This Minimum Wage Hike Will Kill Jobs

The key thing you need to know about a minimum wage hike is that it will kill jobs.

About 80 percent of economists surveyed recognize this job-killing reality, points out  former chair of the White House Council of Economic Advisers and current Harvard economics department chairman Greg Mankiw in his popular textbook, Principles of Economics.

Moreover, 85 percent of econometric studies demonstrate this job-killing fact. U.S. News & World Report explains, “Proponents of a higher minimum wage point to a handful of studies that find no jobs effect to make their case. And it’s true, these studies do exist — but they’re in the extreme minority. Two economists from the Federal Reserve Board and the University of California-Irvine took the time to read all of the most credible research on the minimum wage from the past 20 years, and found an overwhelming 85 percent of it pointed to a decline in employment.”

James Buchanan, 1986 Nobel laureate in economics, famously wrote in The Wall Street Journal on April 25, 1996:

The inverse relationship between quantity demanded and price is the core proposition in economic science, which embodies the presupposition that human choice behavior is sufficiently rational to allow predictions to be made. Just as no physicist would claim that “water runs uphill,” no self-respecting economist would claim that increases in the minimum wage increase employment. Such a claim, if seriously advanced, becomes equivalent to a denial that there is even minimal scientific content in economics, and that, in consequence, economists can do nothing but write as advocates for ideological interests. Fortunately, only a handful of economists are willing to throw over the teaching of two centuries; we have not yet become a bevy of camp-following whores.

When legislating, U.S. Senators follow the Congressional Budget Office’s “score” of the cost of bills. In the middle of CBO’s range of estimates for a bill that raises the minimum wage from the current $7.25 per hour to $10.10 per hour is a loss of 500,000 jobs.

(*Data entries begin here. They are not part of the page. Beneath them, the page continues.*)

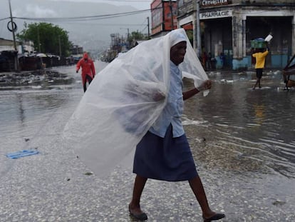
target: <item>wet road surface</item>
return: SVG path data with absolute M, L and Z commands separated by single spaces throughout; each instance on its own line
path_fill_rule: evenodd
M 101 179 L 63 147 L 83 89 L 73 66 L 57 70 L 76 81 L 0 90 L 0 221 L 133 221 L 132 155 Z M 276 71 L 254 91 L 253 71 L 208 75 L 213 88 L 186 101 L 183 123 L 212 208 L 220 221 L 295 221 L 295 90 Z M 40 153 L 5 156 L 31 148 Z M 148 221 L 202 221 L 185 181 L 148 181 L 141 206 Z

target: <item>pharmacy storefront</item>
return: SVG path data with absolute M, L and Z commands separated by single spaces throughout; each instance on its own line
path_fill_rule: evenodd
M 220 66 L 221 54 L 225 56 L 223 68 L 234 70 L 252 68 L 251 41 L 265 38 L 269 34 L 273 39 L 269 44 L 271 51 L 267 56 L 266 68 L 284 68 L 295 54 L 295 4 L 271 4 L 263 0 L 259 4 L 250 1 L 200 1 L 201 54 L 210 52 L 217 58 L 217 69 Z M 182 7 L 185 6 L 185 2 Z M 194 21 L 197 18 L 196 13 L 180 16 L 180 26 L 192 24 L 194 36 L 197 36 L 197 23 Z

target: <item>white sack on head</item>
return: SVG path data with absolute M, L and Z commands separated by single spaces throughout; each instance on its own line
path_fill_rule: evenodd
M 112 171 L 160 116 L 170 87 L 170 51 L 175 34 L 187 42 L 181 70 L 207 79 L 185 31 L 144 41 L 98 73 L 63 131 L 67 146 L 97 176 Z

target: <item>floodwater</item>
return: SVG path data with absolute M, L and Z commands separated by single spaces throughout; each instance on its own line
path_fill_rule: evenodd
M 105 65 L 95 62 L 98 70 Z M 118 169 L 109 181 L 94 176 L 90 180 L 77 173 L 87 168 L 58 146 L 83 93 L 73 66 L 56 70 L 76 81 L 0 89 L 0 221 L 130 221 L 125 208 L 132 169 Z M 183 123 L 212 208 L 227 214 L 222 221 L 294 221 L 295 89 L 284 90 L 279 71 L 265 71 L 262 88 L 255 90 L 254 71 L 207 74 L 212 89 L 207 96 L 185 101 Z M 185 80 L 185 86 L 192 83 Z M 29 148 L 40 154 L 13 161 L 5 156 Z M 60 191 L 69 183 L 67 196 Z M 150 196 L 143 197 L 149 221 L 201 221 L 189 187 L 163 183 L 150 182 Z M 46 188 L 41 191 L 39 185 Z M 103 187 L 103 194 L 98 193 Z M 11 198 L 14 193 L 19 196 Z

While some on the left argue that the wealth transfer from the pockets of these half million workers who would be unemployed is worth it, polling shows that the vast majority of the American people do not agree the job loss is worth it. The Hill writes, “Even worse from Big Labor’s standpoint, recent polling has shown support for a minimum wage hike implodes once respondents consider job loss. A recent Bloomberg News National Poll found 57 percent believe it is “unacceptable” to risk 500,000 jobs…”

Senators voting for this minimum wage hike will have a hard time explaining their focus on job creation.